The kiwi fell to 73.82 US cents at 5pm in Wellington from 74.72 cents on Friday in New York last week. It traded at 73.28 cents at 8am and 73.34 cents yesterday. The trade-weighted index rose to 76.30 from 75.94 yesterday, and is heading for a 0.4 percent weekly decline.

A BusinessDesk survey of 12 advisers on Monday predicted the kiwi would trade between 72.75 US cents and 76.70 cents this week. Seven said it would drop, one predicted it would rise, while four expected it to stay largely unchanged. 

Traders are pricing in a 45 percent chance the Reserve Bank will cut the 3.5 percent official cash rate by a quarter-point when it reviews monetary policy next month, according to the Overnight Index Swap curve. Efforts to cool Auckland's housing market through loan restrictions on property investors and steps to tax capital gains on speculation more thoroughly are seen as giving governor Graeme Wheeler greater scope to provide more stimulus to the economy, which is showing signs of slowing down, and drag up persistently low inflation.

At the same time, investors have been trying to gauge the strength of the US economy after a weak first quarter, and what bearing that will have on the Federal Reserve's decision to starting raising interest rates. The Fed has been running extraordinarily loose policy with the fed funds rate at zero-to-0.25 percent since the global financial crisis, and has been making noises about moving to a more normal setting since it wrapped up a money printing programme last year.

"Expectations around a rate cut in New Zealand in June/July has slipped away, and the market seems to be split more 50/50 on a June rate cut," said Martin Rudings, senior dealer foreign exchange at OMF in Wellington. "Today there was a noticeable buyer in the market and the sales looked like they were out of New Zealand."
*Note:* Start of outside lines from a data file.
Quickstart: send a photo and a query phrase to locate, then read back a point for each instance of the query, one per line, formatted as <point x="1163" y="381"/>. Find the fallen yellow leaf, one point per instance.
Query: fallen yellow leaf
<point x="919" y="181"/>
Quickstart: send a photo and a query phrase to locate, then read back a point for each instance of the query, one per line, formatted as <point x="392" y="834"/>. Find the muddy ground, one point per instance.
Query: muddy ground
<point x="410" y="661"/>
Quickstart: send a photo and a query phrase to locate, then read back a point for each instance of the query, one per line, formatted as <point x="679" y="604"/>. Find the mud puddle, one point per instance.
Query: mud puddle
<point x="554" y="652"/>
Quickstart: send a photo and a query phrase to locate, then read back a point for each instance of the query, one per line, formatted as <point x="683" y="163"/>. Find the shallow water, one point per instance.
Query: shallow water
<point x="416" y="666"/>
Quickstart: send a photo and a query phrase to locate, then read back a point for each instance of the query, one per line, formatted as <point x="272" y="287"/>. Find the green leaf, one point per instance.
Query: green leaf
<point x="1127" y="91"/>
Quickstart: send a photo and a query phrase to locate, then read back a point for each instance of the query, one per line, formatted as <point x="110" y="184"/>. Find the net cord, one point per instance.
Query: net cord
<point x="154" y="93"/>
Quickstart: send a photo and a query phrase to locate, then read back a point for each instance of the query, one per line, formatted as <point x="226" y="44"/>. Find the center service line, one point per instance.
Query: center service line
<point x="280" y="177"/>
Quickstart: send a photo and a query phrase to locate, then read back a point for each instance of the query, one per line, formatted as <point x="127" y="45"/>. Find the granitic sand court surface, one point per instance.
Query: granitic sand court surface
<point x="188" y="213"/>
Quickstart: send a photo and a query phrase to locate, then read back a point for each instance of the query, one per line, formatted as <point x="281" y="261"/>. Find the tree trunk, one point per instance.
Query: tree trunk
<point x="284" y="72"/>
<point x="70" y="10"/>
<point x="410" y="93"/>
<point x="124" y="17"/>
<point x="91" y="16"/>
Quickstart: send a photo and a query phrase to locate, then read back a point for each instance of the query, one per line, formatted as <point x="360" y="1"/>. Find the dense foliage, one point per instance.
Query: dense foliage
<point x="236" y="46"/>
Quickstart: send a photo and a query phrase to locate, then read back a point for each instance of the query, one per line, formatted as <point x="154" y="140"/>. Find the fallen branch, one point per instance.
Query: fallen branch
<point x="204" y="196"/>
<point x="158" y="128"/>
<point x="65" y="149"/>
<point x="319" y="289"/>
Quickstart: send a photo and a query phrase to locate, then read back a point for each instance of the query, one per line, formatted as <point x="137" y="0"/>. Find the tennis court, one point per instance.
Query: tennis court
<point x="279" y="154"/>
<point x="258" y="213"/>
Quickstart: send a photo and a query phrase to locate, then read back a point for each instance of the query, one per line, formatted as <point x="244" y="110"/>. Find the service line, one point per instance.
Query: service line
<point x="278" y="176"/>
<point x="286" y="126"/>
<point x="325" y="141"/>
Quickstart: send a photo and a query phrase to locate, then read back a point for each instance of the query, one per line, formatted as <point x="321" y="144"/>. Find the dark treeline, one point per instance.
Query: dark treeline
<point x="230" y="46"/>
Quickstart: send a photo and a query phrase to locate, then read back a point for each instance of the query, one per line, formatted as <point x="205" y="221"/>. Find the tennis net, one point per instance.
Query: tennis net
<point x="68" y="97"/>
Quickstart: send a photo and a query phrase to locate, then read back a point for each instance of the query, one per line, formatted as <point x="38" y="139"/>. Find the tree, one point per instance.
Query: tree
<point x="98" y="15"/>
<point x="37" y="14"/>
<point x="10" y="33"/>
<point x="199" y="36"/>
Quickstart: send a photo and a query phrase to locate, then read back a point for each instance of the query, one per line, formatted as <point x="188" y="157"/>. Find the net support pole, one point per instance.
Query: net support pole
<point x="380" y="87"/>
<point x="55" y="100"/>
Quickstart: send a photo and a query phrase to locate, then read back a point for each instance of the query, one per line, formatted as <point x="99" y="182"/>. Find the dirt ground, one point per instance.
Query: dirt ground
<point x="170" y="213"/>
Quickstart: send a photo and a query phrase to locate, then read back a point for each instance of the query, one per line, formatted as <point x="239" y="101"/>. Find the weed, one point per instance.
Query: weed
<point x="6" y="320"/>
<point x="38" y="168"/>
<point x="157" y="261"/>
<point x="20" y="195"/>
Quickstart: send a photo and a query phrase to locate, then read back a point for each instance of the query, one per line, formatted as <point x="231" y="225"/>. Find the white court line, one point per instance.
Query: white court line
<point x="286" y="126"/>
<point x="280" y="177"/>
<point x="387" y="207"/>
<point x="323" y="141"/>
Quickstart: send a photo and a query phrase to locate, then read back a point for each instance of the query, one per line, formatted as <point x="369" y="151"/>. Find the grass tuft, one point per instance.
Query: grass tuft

New Zealand's two-year swap rate increased to 3.37 percent at 5pm in Wellington from 3.36 percent yesterday, and the 10-year swap rate advanced to 3.98 percent from 3.97 percent.

Rudings said moves by the Chinese government to fund Brazilian infrastructure and give it a new iron ore supplier weighed on the Australian dollar, and drove up the kiwi dollar against its trans-Tasman counterpart.

The kiwi rose to 93.20 Australian cents at 5pm in Wellington from 92.73 cents yesterday. It gained to 4.5737 Chinese yuan from 4.5483 yuan.

The local currency was little changed at 47.12 British pence from 47.14 pence yesterday having touched a four-year low against the sterling after UK retail sales data beat expectations. It rose to 89.20 yen from 88.79 yen yesterday after the Bank of Japan maintained its quantitative easing programme, and said it was more optimistic about the strength of the world's third-biggest economy.

The kiwi advanced to 66.27 euro cents from 65.92 cents yesterday.